The program teaches life skills, including how to cope with anger and communicate, so student don't turn to things like tobacco and alcohol, he says.
He reports a 1.9 percent decrease in interest in tobacco use, and says, "I wish we could do that with alcohol and marijuana use."
Nugent says the LifeSkills course is about helping students gain knowledge to aid in their growing up, not causing consequences.
"We tell them they have to make their own choices, just like their parents did," Gause says.
Parents do not have a specific role in the LifeSkills Training lessons, he says. It is up to the students if they want to share what they learn with their parents.
Gause says there is a LifeSkills Training representative in all Mercer County schools. Gause explained this is done through a collaboration with the county DARE officers and his network of teachers ranging from college interns to himself.

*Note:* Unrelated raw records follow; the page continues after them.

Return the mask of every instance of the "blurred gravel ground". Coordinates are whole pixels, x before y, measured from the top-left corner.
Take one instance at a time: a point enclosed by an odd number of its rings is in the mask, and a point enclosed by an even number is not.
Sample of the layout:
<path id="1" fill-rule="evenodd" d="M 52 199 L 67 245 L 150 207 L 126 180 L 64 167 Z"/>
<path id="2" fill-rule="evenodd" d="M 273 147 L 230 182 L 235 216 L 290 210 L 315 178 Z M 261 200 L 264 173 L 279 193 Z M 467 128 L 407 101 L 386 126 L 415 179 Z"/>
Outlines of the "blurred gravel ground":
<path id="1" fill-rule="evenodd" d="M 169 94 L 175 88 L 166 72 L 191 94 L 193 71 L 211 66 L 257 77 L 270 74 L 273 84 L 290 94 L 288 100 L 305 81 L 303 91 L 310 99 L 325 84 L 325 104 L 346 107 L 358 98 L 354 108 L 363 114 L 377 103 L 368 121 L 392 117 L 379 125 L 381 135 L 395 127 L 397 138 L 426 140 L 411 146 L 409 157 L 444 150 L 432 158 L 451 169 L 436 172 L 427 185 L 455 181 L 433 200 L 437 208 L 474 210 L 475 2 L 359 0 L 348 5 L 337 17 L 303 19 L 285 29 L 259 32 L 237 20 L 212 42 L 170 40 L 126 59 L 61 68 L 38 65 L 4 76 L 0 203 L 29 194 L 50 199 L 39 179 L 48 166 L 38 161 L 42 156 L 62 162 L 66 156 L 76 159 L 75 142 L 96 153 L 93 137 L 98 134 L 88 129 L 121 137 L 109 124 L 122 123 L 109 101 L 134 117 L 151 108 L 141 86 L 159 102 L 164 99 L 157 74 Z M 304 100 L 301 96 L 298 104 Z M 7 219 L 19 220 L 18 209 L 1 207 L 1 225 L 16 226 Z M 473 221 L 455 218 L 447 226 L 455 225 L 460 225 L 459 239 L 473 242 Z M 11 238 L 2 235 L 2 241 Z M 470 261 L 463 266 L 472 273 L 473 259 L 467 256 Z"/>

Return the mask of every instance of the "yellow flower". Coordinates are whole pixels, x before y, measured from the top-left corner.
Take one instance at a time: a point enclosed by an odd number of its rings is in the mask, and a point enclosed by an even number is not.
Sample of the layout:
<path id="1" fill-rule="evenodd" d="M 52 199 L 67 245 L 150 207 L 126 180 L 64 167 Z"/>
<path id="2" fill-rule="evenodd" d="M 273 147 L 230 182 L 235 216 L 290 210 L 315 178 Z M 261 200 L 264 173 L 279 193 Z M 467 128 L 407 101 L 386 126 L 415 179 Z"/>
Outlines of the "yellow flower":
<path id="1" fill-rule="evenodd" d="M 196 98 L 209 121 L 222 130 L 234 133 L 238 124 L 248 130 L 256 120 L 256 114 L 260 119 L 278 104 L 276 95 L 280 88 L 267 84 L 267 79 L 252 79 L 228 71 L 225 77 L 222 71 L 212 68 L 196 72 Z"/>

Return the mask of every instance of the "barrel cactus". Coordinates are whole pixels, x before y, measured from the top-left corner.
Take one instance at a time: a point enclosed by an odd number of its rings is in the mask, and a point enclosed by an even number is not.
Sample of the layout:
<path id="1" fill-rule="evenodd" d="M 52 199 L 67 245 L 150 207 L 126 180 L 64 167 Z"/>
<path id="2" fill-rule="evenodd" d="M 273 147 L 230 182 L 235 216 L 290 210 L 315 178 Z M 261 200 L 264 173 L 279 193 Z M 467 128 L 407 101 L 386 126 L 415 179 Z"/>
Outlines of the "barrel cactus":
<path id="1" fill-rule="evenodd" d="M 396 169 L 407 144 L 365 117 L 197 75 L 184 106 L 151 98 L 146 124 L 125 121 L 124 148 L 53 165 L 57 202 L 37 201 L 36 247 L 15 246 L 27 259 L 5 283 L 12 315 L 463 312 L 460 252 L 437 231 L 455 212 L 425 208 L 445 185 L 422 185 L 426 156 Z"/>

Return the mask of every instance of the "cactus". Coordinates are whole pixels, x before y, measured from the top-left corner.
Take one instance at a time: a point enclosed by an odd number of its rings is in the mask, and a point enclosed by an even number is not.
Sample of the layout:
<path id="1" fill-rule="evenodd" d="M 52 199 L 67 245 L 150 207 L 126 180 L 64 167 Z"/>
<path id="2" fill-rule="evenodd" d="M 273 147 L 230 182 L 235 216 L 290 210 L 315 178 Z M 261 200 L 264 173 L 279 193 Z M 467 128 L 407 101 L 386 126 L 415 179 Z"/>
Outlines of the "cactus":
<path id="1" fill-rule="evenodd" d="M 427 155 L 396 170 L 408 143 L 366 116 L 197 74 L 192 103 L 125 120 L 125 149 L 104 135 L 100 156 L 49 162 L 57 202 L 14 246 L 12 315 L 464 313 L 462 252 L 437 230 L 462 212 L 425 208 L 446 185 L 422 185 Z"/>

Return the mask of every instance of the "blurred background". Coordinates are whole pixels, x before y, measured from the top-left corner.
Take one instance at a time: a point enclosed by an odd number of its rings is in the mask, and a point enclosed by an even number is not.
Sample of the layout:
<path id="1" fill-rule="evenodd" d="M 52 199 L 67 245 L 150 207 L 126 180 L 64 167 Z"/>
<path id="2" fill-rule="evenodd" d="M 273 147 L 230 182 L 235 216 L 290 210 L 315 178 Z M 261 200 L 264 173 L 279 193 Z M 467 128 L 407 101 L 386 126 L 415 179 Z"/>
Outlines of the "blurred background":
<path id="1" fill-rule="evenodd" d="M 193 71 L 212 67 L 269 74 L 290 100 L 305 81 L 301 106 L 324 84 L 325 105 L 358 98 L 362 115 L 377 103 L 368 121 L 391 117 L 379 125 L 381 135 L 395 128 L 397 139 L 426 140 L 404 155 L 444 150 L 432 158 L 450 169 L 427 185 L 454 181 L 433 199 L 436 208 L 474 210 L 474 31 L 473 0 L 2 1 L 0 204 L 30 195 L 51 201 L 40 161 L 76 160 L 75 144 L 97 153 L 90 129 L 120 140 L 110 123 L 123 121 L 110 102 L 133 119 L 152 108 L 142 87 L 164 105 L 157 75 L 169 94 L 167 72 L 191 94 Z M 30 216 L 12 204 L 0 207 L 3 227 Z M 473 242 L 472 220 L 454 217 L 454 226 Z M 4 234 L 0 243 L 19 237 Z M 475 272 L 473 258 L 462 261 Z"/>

Other programs offered through the assistance of this grant are:
¥ Stay Tobacco-Free Athlete Mentor Program (STAMP). This program matches high school mentors with seventh-graders. The mentors are living proof that a seventh-grader can survive the next few years without the use of tobacco.
¥ The 5 As Method, a clinical counseling approach to prevent tobacco use in pregnant women. Gause reports this program runs through four obstetrical offices in Mercer County. Gause says the latest quarterly results of the program show 21 women quit smoking during pregnancy, 32 decreased and only four maintained or increased tobacco use. He says Mercer County has a high percent of pregnant smokers and this reduction is significant.
The 5 As are asking the patient about her smoking status; advising on a personal basis the impact of smoking and quitting on mother and fetus; assess the willingness of the patient to quit in the next 30 days; assist, encourage and support in pregnancy-specific smoking cessation materials; and arrange assessment of smoking status.